Aron eut bien du mal à ne pas s'étonner l'entendre "jouer dans la sensiblerie" comme elle aimait appeler les profusions de sentiments. Il se garda toutefois de la réprimande acerbe qui lui brûlait les lèvres. Au lieu de cela, il se leva silencieusement pour se trouver en face d'elle, et elle fit de même. La différence de leur taille, qu'elle ne pouvait ignorer, lui rappela soudainement ce jour où leurs chemins s'étaient croisés pour la première fois dans la librairie Galignani. Ils avaient parcouru une longue route depuis ce moment-là...

— Sachez bien, Mademoiselle Ausbourg, que jamais je n'ai consenti à cette union par dépit, déclara-t-il solennellement, tandis qu'il capturait ses mains dans les siennes, comme pour les enlacer dans un serment indissoluble.

— Moi non plus, Monsieur Ashford.

— Nous serons heureux.

— C'est ce que nous promettrons devant l'hôtel ?

— Ici où ailleurs, mais il faut que vous preniez le risque de me faire confiance, Élinor.

— J'ai passé ma vie à prendre des risques, je ne renoncerai pas à celui-ci.

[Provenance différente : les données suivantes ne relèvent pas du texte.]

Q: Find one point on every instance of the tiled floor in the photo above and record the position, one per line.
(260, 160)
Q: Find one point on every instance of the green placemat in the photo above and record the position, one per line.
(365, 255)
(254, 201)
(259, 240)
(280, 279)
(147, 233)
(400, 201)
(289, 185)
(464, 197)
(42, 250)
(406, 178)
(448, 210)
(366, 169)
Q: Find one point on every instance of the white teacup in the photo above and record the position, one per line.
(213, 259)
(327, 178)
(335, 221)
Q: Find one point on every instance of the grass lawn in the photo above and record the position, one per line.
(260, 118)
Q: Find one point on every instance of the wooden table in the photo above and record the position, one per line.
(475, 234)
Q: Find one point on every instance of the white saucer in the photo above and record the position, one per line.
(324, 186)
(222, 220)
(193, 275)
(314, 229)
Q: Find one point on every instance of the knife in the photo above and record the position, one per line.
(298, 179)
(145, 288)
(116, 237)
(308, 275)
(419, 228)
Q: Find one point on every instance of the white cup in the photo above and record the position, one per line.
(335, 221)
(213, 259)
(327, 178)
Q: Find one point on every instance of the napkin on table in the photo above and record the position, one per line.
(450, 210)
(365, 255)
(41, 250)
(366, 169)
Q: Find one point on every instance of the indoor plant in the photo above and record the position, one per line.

— Alors c'est donc entendu.

— Oui, parfaitement entendu.

Possédant une conscience aiguë d'avoir été parcimonieuse en paroles en contraste flagrant avec lui, elle fit un pas déterminé, sans détourner son regard de lui, jusqu'à trouver refuge en blottissant sa tête contre son torse. Son cœur tambourinait frénétiquement, à l'opposé du calme impassible qu'il arborait sans ciller. D'une main délicate, il entreprit de caresser tendrement sa chevelure, conscient que, malgré les apparences, elle n'était guère plus rassurée que lui face à cet accord tacite qu'ils scellaient. Tous deux tourmentés par des peurs et des angoisses cela rendait bien difficile la célébration de leur étreinte, en dépit de l'affection qui aurait dû s'en dégager.